Saturday, June 4, 2016

Chicago Tragedy.

Little Murders


Oscar Grundman and his wife Annie were living unhappily in a Chicago tenement in 1891. Annie’s excessive drinking had been a continual source of trouble for her husband. He complained that she spent all of his hard-earned wages and neglected her domestic duties; he was running out of patience.

That September Oscar Grundman had Annie arrested and wanted to have her sent to the Washingtonian Home, an institution for the treatment of alcoholism. The judge dismissed her case, however, and sent her back home. After that, Annie lived in fear of her husband and locked him out of the house.



On September 15, Oscar persuaded a neighbor boy to knock on Annie’s door and tell her the police wanted to see her. When she came to the door he struck her on the head with a hatchet.

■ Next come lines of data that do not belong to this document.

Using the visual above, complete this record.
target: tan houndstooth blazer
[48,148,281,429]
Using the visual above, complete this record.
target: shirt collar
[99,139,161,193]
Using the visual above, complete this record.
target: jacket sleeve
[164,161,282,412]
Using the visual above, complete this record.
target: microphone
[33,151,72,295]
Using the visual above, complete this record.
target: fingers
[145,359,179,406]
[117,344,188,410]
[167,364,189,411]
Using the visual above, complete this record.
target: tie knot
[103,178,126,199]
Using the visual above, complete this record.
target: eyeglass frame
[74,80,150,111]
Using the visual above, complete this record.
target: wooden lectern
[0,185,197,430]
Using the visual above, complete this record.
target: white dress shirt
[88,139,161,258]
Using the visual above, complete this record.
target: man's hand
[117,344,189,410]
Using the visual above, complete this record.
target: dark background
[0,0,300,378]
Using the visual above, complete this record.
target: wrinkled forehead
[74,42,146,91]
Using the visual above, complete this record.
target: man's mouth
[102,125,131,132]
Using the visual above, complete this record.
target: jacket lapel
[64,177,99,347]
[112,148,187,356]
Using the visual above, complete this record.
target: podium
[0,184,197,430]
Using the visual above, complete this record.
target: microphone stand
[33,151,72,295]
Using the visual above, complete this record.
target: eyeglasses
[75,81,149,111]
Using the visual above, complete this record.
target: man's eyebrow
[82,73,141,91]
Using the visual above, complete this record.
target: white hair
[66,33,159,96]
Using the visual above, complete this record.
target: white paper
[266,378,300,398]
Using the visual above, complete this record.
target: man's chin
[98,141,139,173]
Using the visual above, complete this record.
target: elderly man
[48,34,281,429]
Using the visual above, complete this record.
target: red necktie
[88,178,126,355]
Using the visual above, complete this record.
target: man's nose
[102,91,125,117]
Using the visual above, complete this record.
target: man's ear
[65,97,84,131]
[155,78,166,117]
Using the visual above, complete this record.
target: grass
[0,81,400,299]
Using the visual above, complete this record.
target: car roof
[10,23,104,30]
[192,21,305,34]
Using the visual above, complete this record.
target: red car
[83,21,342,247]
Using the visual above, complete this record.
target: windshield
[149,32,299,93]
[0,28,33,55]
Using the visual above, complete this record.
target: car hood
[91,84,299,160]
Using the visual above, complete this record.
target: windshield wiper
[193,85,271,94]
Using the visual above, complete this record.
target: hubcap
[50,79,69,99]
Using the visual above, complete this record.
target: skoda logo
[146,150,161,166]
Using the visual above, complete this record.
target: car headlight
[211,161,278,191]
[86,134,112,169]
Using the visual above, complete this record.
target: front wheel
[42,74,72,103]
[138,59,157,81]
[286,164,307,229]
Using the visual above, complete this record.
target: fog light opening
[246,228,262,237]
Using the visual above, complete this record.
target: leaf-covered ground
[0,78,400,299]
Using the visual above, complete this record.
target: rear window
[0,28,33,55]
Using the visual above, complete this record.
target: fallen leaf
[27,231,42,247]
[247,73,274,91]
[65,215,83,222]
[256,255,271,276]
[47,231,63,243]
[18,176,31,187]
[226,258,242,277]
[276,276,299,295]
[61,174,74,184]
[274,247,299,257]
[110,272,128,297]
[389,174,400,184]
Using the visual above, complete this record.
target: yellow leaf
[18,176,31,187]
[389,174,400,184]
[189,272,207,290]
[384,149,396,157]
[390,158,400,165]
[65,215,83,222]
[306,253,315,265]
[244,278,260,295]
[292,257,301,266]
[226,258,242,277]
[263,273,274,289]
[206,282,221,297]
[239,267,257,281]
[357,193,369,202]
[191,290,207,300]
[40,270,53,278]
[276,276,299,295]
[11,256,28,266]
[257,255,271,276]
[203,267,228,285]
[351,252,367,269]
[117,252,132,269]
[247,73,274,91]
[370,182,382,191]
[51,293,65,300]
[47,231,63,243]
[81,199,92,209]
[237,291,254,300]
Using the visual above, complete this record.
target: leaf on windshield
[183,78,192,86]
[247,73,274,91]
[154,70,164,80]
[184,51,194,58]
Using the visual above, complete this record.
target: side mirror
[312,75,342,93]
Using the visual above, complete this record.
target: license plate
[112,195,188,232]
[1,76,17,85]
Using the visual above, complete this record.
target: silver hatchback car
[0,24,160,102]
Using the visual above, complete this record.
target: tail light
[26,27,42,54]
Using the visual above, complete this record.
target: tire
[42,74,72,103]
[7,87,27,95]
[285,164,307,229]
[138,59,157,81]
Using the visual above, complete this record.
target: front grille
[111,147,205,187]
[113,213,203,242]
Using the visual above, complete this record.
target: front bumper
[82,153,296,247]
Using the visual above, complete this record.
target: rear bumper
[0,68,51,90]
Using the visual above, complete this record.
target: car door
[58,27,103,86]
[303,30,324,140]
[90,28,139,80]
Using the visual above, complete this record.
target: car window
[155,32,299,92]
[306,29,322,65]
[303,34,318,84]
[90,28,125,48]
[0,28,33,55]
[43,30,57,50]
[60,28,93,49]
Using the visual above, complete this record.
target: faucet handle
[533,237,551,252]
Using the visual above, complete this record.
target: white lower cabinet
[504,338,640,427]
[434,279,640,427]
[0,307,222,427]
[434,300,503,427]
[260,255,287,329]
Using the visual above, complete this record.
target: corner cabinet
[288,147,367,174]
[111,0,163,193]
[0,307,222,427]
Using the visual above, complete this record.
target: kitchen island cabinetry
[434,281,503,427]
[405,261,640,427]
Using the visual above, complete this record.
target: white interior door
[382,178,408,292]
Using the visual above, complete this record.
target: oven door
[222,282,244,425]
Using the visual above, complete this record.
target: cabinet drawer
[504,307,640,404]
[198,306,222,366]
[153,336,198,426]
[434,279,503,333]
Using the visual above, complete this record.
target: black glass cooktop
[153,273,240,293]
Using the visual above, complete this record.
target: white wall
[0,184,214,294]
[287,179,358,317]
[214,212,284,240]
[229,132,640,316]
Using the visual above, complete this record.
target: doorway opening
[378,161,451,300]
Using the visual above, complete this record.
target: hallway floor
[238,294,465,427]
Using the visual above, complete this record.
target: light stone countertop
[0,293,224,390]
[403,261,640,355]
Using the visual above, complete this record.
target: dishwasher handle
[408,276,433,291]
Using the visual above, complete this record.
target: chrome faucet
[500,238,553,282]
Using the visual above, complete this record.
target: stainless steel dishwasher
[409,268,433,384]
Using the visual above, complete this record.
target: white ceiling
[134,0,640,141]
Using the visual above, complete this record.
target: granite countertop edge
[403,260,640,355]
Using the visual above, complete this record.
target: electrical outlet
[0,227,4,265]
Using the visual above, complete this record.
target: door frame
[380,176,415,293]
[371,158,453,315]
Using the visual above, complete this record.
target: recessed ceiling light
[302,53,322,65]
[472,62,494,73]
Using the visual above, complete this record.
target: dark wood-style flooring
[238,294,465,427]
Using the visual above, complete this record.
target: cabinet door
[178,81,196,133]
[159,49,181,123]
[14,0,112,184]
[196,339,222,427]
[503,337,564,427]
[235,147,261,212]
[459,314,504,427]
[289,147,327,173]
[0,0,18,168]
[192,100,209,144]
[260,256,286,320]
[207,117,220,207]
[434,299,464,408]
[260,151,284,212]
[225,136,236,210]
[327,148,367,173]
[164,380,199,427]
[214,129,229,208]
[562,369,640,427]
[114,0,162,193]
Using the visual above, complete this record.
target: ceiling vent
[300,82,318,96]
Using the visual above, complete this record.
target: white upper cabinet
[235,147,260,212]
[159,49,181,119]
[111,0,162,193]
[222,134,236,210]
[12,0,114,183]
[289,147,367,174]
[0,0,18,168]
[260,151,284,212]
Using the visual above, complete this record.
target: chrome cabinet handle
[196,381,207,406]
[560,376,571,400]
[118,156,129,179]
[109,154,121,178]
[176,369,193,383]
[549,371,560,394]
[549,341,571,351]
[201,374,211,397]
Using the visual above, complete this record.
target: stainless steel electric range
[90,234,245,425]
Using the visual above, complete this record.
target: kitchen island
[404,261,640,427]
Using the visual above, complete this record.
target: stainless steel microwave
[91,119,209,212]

Oscar ran away, escaping arrest, leaving Annie with a serious scalp wound. At the hospital, she was told that her thick hair had probably saved her life.



A week later, Oscar called on Annie again. This time, believing he had come to reconcile, she let him in. “Annie,” he said to her, loud enough for the other tenants to hear, “I have determined that we must part. We can’t live together happily. I have put our children in good hands. Now we must say goodbye.



Annie protested, pleading with him not to leave her. But leaving her was not what Oscar had in mind. The neighbors heard him say, “It’s no use Annie, we must die. Don’t scream. It will soon be over, Annie, and we will be happier than now.”



Oscar pulled out his revolver then and shot Annie once in the head, then turning the pistol on himself, fired a second shot. The neighbors heard the gunshots and heard two bodies fall to the ground. They forced their way into the room and found the unhappy couple lying dead, their blood mingling in pools around their bodies.

Sources:
"Chicago Tragedy." Elkhart Daily Review 23 Sep 1891.
"Double Tragedy in Chicago." National Police Gazette 17 Oct 1891.
"Murder and Suicide." Daily Inter Ocean 23 Sep 1891.
"Struck with a Hatchet." Daily Inter Ocean 16 Sep 1891.

3 comments :

Tessa says:
June 5, 2016 at 1:59 AM

She was an idiot.

Time after Crime says:
June 5, 2016 at 5:30 AM

Poor husband if the judge just agreed for treatment at the home for her alcoholism they both would survived smh

chim^chim says:
June 5, 2016 at 3:47 PM

They were both unstable. It would've happened another way, at another time. And to the first poster, YOU" are the idiot. People think they know, and they can judge others, without knowing ANYTHING. Unsympathetic is an understatement.